La gastroenteritis viral es una infección del estómago y los intestinos causada por un virus
Alimentación
Qué comer y qué evitar si sufres un virus estomacal: alimentos recomendados y prohibidos
La gastroenteritis viral es una infección del estómago y los intestinos causada por un virus
Náuseas, vómitos, diarrea y calambres estomacales son los síntomas más frecuentes cuando se sufre un virus estomacal o gastroenteritis causada generalmente por norovirus o rotavirus aunque también por bacterias o parásitos. El contagio se produce por haber ingerido alimentos contaminados o en mal estado o por el contacto directo con otra persona que también esté afectada o por llevarse las manos a la boca después de tocar una superficie contaminada.
Ante una gastroenteritis, lo más importante y urgente, tal y como explican desde la Academia Española de Nutrición y Dietética, es la rehidratación, puesto que con la diarrea se pierde mucha agua. Es conveniente beber una gran cantidad de líquido, más de lo habitual. Se recomienda hacer una bebida con agua, zumo de limón, sal, bicarbonato y un poco de azúcar.
En cuanto a la alimentación, hay que seguir una dieta que facilite la digestión para poder ir controlando los vómitos y las diarreas e ir acelerando la recuperación. Entre las recomendaciones se encuentran las carnes y proteínas bajas en grasa (como pollo, pavo o conejo), las frutas cocidas sin cáscara ni semillas o los vegetales cocidos al vapor.

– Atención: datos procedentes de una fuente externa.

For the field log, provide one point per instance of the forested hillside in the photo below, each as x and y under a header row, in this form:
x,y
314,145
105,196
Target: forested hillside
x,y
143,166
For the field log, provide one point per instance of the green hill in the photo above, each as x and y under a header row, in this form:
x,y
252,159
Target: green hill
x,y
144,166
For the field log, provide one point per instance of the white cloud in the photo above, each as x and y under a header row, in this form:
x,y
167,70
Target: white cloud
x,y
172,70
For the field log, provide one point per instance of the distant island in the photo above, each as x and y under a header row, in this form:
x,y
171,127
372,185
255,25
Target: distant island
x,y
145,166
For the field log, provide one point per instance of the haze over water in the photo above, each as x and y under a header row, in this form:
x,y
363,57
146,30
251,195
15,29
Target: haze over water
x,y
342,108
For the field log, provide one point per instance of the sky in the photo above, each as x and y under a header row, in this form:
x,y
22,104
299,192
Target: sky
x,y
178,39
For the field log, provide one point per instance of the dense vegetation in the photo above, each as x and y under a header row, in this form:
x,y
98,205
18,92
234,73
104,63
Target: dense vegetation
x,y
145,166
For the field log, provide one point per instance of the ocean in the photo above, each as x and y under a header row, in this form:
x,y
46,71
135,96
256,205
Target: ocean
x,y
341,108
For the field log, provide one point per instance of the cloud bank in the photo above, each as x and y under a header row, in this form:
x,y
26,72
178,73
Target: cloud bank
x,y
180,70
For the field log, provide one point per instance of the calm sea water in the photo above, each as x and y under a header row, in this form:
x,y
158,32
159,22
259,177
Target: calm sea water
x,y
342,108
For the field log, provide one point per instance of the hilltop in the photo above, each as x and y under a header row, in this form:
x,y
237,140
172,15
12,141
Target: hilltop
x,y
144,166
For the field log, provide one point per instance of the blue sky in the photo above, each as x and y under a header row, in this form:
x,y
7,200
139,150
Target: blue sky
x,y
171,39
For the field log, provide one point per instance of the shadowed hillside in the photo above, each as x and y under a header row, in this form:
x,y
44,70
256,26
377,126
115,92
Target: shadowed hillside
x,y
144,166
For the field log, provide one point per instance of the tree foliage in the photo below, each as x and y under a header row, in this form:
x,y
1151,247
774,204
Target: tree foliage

Asimismo, conviene ingerir cereales y arroces no integrales y tubérculos como patata y boniato. Algunos lácteos como los yogures naturales (sin azúcar ni miel) o el queso fresco también estarían permitidos. Las sopas de vegetales y verduras licuadas son una buena opción, puesto que contienen mucha agua. Los tés e infusiones como la manzanilla y el romero también ayudarán a sentirse mejor, puesto que reducen las náuseas.
Alimentos a evitar
Evitar alimentos ricos en fibra: verduras, frutas, legumbres, frutos secos, frutas secas y productos integrales (muesli, pan integral, arroz integral,…).
Evitar la leche y probar tolerancia al yogur (se digiere mejor al estar parcialmente digerido por las bacterias o fermentos lácteos).
Evitar el consumo de alcohol.
Limitar los aceites, mantequilla, margarinas, nata, crema de leche, salsas tipo mayonesa, bechamel, sofritos, bollería y repostería.
Limitar el aguacate, las aceitunas y los frutos secos.
Restringir los condimentos como: vinagre, café, chocolate, pimienta, pimentón y guindilla.
Moderar el uso de sal y azúcar.
Evitar técnicas grasas como: rebozado, empanado, guiso y frito, ya que la grasa irrita la mucosa digestiva.